Which model powers the abstractive summaries?
The default abstractive model is Xenova/distilbart-cnn-6-6 — an ONNX, INT8-quantized distillation of Facebook's BART-large-CNN. BART is an encoder-decoder transformer: a bidirectional encoder reads the full source, then a left-to-right decoder generates an abstractive rewrite. The 6-6 DistilBART variant keeps close to BART-large quality on news-style text while being roughly 60 MB and several times faster to load and run, which matters a lot for in-browser inference. It is loaded and executed through Transformers.js (ONNX Runtime Web).
What text formats and lengths are supported?
You can paste plain text, Markdown, or content copied from PDF, Word, web articles, or email. The model accepts UTF-8 text and works best on English (the CNN/DailyMail training domain). Practical input length per pass is bounded by the model's context window — about 1024 tokens, roughly 700 English words. For longer documents the tool chunks the input into overlapping ~700-word windows, summarizes each chunk, then summarizes the concatenation (recursive/hierarchical summarization). Very long inputs (>20 pages) may take 30-60 seconds.

Why does the first summary take so long but the next one is fast?
The first run has to download the model weights (about 60 MB for the default INT8 model), parse them, build the compute graph, and compile the kernels for your CPU or GPU. This cold start can take 10-40 seconds on a typical desktop and longer on mobile. Once loaded, the weights live in browser memory and in the IndexedDB cache, so subsequent summaries reuse the same compiled model and complete in 1-5 seconds for short passages. If you close the tab the in-memory weights are released, but the IndexedDB cache survives, so the next visit only needs to recompile, not re-download.
How accurate are AI summaries, and can they hallucinate?
DistilBART-CNN reaches ROUGE-L scores in roughly the high-30s to low-40s on the CNN/DailyMail benchmark — competitive with non-expert human summarizers on news-style content, and a few points below the full BART-large it was distilled from. Quality drops on highly technical, domain-specific, or narrative texts the model was not trained on. Like all abstractive models it can hallucinate — introduce facts not in the source — so always verify numbers, names, and quotes against the original before publishing. For exact-fidelity needs, use the extractive mode, which only reorders your own sentences.

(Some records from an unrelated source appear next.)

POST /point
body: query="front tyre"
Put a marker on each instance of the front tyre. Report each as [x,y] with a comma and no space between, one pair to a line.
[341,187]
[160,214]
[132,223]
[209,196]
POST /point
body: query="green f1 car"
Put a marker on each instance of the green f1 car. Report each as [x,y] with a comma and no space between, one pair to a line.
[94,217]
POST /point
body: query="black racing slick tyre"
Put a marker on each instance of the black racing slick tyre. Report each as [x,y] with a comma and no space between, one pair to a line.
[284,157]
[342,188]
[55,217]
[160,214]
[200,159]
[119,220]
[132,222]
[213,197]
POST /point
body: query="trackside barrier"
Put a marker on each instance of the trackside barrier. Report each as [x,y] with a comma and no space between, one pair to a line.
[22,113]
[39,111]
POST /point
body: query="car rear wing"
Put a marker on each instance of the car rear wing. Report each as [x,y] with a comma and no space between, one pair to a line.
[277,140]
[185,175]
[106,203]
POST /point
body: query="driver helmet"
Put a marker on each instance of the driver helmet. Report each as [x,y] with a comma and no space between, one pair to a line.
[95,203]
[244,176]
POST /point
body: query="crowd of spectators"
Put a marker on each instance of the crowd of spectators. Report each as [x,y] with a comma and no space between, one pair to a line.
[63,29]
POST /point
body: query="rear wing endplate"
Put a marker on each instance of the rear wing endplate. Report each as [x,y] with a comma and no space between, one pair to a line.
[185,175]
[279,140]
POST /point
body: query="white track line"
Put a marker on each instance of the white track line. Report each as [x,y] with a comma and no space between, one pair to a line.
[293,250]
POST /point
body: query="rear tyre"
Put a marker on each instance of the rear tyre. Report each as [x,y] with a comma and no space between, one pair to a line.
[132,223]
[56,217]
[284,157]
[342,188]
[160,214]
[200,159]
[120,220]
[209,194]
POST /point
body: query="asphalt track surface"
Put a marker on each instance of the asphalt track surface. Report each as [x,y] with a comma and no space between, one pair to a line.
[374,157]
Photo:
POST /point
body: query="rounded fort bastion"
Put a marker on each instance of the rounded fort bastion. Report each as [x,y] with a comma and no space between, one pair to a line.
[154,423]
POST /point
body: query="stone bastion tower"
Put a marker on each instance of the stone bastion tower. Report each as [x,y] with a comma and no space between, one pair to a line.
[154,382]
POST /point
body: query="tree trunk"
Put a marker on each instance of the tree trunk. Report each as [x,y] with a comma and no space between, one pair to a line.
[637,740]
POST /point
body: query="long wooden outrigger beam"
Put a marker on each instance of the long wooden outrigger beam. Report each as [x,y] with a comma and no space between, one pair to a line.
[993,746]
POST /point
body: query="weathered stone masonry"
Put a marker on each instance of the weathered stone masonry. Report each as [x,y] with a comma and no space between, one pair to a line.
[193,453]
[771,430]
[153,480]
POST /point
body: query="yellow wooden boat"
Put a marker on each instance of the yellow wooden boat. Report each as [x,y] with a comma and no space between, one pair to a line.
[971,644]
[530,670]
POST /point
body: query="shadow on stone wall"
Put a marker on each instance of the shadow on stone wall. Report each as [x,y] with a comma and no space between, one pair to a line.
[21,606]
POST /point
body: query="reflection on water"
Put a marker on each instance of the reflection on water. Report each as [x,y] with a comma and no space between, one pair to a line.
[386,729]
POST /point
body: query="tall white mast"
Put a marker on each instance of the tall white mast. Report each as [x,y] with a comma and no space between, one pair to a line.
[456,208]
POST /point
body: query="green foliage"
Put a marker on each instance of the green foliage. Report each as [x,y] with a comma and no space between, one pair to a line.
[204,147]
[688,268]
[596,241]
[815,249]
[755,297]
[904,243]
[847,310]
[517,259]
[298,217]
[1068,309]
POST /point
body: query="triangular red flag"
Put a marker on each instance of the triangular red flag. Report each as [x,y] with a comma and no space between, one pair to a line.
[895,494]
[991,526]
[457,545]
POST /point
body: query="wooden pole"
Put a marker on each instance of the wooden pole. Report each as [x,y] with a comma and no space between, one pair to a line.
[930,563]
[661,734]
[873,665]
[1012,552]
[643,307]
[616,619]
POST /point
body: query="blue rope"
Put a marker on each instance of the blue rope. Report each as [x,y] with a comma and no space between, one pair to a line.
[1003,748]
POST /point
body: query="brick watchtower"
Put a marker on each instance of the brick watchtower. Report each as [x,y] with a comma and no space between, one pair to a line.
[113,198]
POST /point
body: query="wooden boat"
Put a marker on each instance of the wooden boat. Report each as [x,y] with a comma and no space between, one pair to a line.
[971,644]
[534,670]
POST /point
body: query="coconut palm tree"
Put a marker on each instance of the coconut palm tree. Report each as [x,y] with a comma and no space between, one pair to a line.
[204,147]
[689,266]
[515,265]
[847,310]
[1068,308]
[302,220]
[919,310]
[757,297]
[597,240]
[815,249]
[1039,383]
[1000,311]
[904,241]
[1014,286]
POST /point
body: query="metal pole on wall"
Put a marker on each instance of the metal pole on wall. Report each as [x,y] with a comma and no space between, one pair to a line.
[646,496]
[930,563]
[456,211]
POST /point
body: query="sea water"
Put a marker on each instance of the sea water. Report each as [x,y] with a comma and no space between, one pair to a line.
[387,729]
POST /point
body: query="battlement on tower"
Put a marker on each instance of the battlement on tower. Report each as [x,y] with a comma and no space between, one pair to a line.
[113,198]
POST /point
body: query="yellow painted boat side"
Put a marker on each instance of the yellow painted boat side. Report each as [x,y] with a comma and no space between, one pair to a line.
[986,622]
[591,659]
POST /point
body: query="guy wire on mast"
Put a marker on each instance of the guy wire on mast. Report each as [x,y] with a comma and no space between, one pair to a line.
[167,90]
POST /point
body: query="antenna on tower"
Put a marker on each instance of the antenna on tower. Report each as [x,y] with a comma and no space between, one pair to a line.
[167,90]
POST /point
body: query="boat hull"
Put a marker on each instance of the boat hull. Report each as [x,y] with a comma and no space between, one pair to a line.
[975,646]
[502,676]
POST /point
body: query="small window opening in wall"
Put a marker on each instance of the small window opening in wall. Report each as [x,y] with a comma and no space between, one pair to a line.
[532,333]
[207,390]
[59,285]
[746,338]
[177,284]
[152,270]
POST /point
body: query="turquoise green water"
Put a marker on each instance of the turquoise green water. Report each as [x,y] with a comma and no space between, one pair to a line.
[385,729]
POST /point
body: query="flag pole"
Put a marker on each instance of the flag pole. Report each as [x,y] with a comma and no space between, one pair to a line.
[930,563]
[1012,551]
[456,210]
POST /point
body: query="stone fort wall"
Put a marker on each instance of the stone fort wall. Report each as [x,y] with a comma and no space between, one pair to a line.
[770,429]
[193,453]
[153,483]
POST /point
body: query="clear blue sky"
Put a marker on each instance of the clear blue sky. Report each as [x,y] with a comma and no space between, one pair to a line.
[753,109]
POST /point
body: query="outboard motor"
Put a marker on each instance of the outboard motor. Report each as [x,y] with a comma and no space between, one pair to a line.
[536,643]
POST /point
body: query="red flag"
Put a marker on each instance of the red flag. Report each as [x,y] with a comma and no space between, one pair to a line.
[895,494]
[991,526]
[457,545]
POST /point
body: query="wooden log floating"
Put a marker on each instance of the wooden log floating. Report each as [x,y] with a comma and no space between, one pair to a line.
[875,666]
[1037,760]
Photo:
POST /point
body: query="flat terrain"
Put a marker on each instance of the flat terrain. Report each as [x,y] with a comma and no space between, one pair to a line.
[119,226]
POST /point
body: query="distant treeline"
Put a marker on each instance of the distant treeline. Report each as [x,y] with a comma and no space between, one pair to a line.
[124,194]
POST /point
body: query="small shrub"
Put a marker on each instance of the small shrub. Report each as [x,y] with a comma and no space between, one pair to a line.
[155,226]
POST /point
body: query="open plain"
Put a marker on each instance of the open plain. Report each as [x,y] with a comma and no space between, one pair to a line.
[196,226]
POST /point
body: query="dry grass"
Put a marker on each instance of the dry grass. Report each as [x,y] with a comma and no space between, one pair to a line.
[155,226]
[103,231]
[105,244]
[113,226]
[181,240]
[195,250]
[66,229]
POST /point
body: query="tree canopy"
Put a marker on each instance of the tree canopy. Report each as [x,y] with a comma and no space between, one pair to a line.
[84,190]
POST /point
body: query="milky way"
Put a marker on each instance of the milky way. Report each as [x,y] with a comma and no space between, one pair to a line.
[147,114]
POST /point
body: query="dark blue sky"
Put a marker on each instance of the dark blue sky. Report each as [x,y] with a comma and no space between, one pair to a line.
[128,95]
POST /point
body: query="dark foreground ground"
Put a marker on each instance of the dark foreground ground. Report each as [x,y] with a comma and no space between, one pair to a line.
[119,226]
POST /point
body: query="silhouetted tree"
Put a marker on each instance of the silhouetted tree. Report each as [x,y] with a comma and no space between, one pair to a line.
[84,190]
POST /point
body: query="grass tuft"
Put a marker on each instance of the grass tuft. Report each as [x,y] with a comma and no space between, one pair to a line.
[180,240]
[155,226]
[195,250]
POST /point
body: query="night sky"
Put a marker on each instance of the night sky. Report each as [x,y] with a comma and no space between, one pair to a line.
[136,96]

Is WebGPU faster than WebAssembly for summarization?
Yes, often dramatically so. WebGPU offloads the matrix multiplications that dominate transformer inference to your discrete or integrated GPU, yielding multi-times speedups versus the SIMD-WebAssembly CPU backend. This tool tries WebGPU first and shows a 'Running on WebGPU' badge when it succeeds. WebGPU needs a recent browser (Chrome 113+, Edge, Safari 18+, recent Firefox) and a compatible GPU driver. If WebGPU is unavailable, the tool automatically falls back to WebAssembly with SIMD and multithreading (the 'Running on CPU (WASM)' badge) — slower but works on every modern browser, and still fully on-device.
What is INT8 quantization and does it hurt quality?
Quantization stores each model weight as an 8-bit integer (256 possible values) instead of a 32-bit float. It cuts the download size by about 4x and speeds up CPU inference by 2-4x because INT8 arithmetic uses fewer cycles and packs more values per SIMD register. For summarization, INT8 typically costs only 1-3 ROUGE points versus FP32 — usually invisible in the output. That is why we ship the INT8 ONNX build of distilbart-cnn-6-6 by default: about 60 MB to download, fast to run, and easy to cache for repeat use. ONNX Runtime Web handles INT8 dequantization on the fly.